Если только можно, Авва Отче,
Чашу эту мимо пронеси.
Я люблю твой замысел упрямый
И играть согласен эту роль.
Но сейчас идет другая драма,
И на этот раз меня уволь.
Но продуман распорядок действий,
И неотвратим конец пути.
Я один, все тонет в фарисействе.
Жизнь прожить — не поле перейти.
[3, 511]
К. Тарановский [1963] помещает данное стихотворение в целую парадигму текстов, посвященных теме «пути поэта»: первым среди них оказывается «Выхожу один я на дорогу…» Лермонтова, одним из последних — «Гамлет» Пастернака. Эти тексты объединяются ученым в один ряд на основании так называемого «семантического ореола метра»: они написаны пятистопным хореем, который в русской поэзии связан с темой творческого и жизненного пути. Тарановский считает, что именно память парадигмы создает всю глубину семантических преобразований внутри каждого текста, входящего в эту парадигму. Однако тексты могут быть связаны друг с другом не только на основании общности тематики и метрической организации, но, как мы показали ранее, на основании аллюзивных отношений, основанных на памяти ключевого слова. Так, строка Пастернака о рассказе, «оставленном звездой без продолженья», также привела нас назад к лермонтовскому тексту, где «звезда с звездою говорит».

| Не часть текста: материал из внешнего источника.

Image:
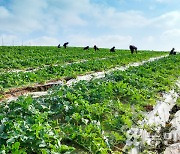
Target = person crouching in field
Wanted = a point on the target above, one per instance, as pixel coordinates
(112, 49)
(65, 44)
(172, 52)
(86, 48)
(133, 49)
(96, 48)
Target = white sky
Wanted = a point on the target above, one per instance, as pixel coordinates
(148, 24)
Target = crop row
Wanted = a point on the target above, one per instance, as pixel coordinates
(88, 116)
(14, 79)
(25, 57)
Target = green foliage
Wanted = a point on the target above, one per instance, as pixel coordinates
(88, 116)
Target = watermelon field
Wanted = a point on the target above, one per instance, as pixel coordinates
(89, 116)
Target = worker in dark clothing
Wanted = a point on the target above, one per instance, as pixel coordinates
(112, 49)
(65, 44)
(172, 52)
(133, 49)
(96, 48)
(86, 48)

Если же мы теперь еще раз сравним тексты стихотворений «Весна, я с улицы…» и «Гамлет» самого Пастернака, между которыми лежит почти тридцатилетний промежуток его творческого пути, то увидим, что, кроме «тысячи шумных глаз» и «тысячи биноклей на оси» в сумраке вечера и ночи, их еще объединяет тема «прерывания» действия драмы или рассказа. Обращаясь к Богу Отцу, лирическое «Я» «Гамлета» молит пронести мимо чашу смерти и избавить его «на этот раз» от участия в «упрямом замысле»: ср. «Но сейчас идет другая драма, И на этот раз меня уволь». Эти строки написаны Пастернаком ретроспективно, когда он уже во многом знал, что случится на его веку. Но именно эти строки помогают нам понять, что, видимо, молодой поэт еще в 1918 году, почувствовав «опасность» внешнего мира, в котором «даль пугается» и «дом упасть боится», решил на время сделать остановку в своем творчестве. Одновременно строки второго катрена стихотворения «Весна, я с улицы…» можно прочитать и еще в одном измерении: «тысячи глаз», читающие этот пастернаковский текст, до сих пор недоумевают и ищут ответ на вопрос, почему он «прерван».